Después del accidente, su vida se dividió en un “antes” y un “después”. Perdió la vista y pensó que todo había terminado. Pero fue entonces cuando la conoció a ella, la mujer que cambió su vida y le enseñó a ser feliz de nuevo.
No sabía cómo era su cabello, de qué color eran sus ojos ni cómo lucía su sonrisa. Lo que importaba para él era su risa, su aroma, su respiración a su lado en la noche. Para ella nunca fue un problema que él no pudiera ver. Ella simplemente amaba. Y el hombre ciego volvió a sonreír, volvió a aprender la alegría —por primera vez en mucho tiempo.
Y entonces llegó el día de la boda. El sol se inclinaba hacia el horizonte, derramando una luz dorada sobre el arco blanco adornado con rosas. Él estaba de pie en el altar, sosteniendo su mano, sintiendo su calor y su temblor. Todo parecía perfecto, impecable.
Pero justo en ese momento, mientras pronunciaban sus votos, ocurrió lo imposible. Algo brilló en los ojos del novio. Al principio —un destello vago. Color. Deslumbrante, borroso.

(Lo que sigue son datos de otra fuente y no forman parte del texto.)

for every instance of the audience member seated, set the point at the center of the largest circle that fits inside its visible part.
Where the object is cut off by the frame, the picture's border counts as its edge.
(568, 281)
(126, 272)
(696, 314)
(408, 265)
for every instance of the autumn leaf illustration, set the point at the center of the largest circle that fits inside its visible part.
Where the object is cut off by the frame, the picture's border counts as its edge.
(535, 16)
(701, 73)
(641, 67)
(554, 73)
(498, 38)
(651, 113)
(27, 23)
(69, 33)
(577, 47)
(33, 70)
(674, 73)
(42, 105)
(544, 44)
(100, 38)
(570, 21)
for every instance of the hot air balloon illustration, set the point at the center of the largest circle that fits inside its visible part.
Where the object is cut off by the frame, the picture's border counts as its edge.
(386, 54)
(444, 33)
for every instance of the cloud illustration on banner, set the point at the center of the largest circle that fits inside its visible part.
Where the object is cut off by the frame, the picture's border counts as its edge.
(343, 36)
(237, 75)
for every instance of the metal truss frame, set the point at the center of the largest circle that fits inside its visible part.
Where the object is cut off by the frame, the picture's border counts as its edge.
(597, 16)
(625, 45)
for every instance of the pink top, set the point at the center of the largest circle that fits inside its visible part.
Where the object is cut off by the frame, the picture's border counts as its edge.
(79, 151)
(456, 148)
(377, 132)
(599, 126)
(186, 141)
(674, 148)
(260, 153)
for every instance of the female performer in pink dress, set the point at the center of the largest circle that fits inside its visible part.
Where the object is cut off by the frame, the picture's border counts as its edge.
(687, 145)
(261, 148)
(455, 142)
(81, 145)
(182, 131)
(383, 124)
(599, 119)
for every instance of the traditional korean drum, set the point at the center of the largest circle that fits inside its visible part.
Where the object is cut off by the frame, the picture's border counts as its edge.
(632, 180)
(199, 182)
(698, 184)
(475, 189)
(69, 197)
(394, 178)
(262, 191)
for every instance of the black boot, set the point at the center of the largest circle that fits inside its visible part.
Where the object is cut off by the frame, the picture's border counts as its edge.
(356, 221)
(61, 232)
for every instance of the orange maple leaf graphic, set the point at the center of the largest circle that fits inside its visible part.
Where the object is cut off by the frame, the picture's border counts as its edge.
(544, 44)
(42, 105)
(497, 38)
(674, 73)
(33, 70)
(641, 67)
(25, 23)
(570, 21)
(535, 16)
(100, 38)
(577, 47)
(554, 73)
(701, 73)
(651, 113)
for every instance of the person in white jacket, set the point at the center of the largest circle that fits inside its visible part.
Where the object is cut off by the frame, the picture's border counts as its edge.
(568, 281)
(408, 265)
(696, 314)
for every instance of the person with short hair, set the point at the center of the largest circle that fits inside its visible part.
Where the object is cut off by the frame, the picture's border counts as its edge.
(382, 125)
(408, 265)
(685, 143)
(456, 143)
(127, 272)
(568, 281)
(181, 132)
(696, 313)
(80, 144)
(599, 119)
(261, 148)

Se quedó helado, sin entender qué pasaba.
Luego las formas comenzaron a definirse: las manchas se transformaron en siluetas, las siluetas en rostros. Vio la ropa clara de los invitados, el verde del jardín, a la gente alrededor. Y entonces, por primera vez en tanto tiempo, vio a su novia.

Él se quedó helado al verla y apenas susurró:
— ¿Tú…?
El rostro que había imaginado como perfecto resultó ser muy distinto: profundas cicatrices cubrían su piel, huellas de una vieja quemadura deformaban sus facciones.
Los ojos de la novia se llenaron de lágrimas —no de alegría, sino de miedo. Lo comprendió todo al instante.
Ella dio un paso atrás, como dispuesta a huir. Los invitados quedaron paralizados en silencio, sin entender lo que ocurría. Sus labios temblaban.
— Yo… yo entiendo si ya no puedes… —susurró, bajando la mirada.

Las lágrimas corrían por sus mejillas. El novio dio un paso al frente y le tomó la mano con fuerza.
— No. Tú me amaste cuando yo estaba ciego. Me aceptaste como era, roto, sin vista… —su voz temblaba, pero sonaba firme—. Ahora es mi turno de aceptarte a ti. Tú eres la verdadera belleza.
En ese instante, él ya no vio sus cicatrices, sino únicamente a la mujer que le había devuelto la vida.
El novio abrazó con fuerza a su esposa, y todos los invitados suspiraron aliviados. Y él, al ver por primera vez a su mujer, comprendió: la verdadera belleza no está en los rostros ni en los reflejos, sino en la luz que una persona le da a otra.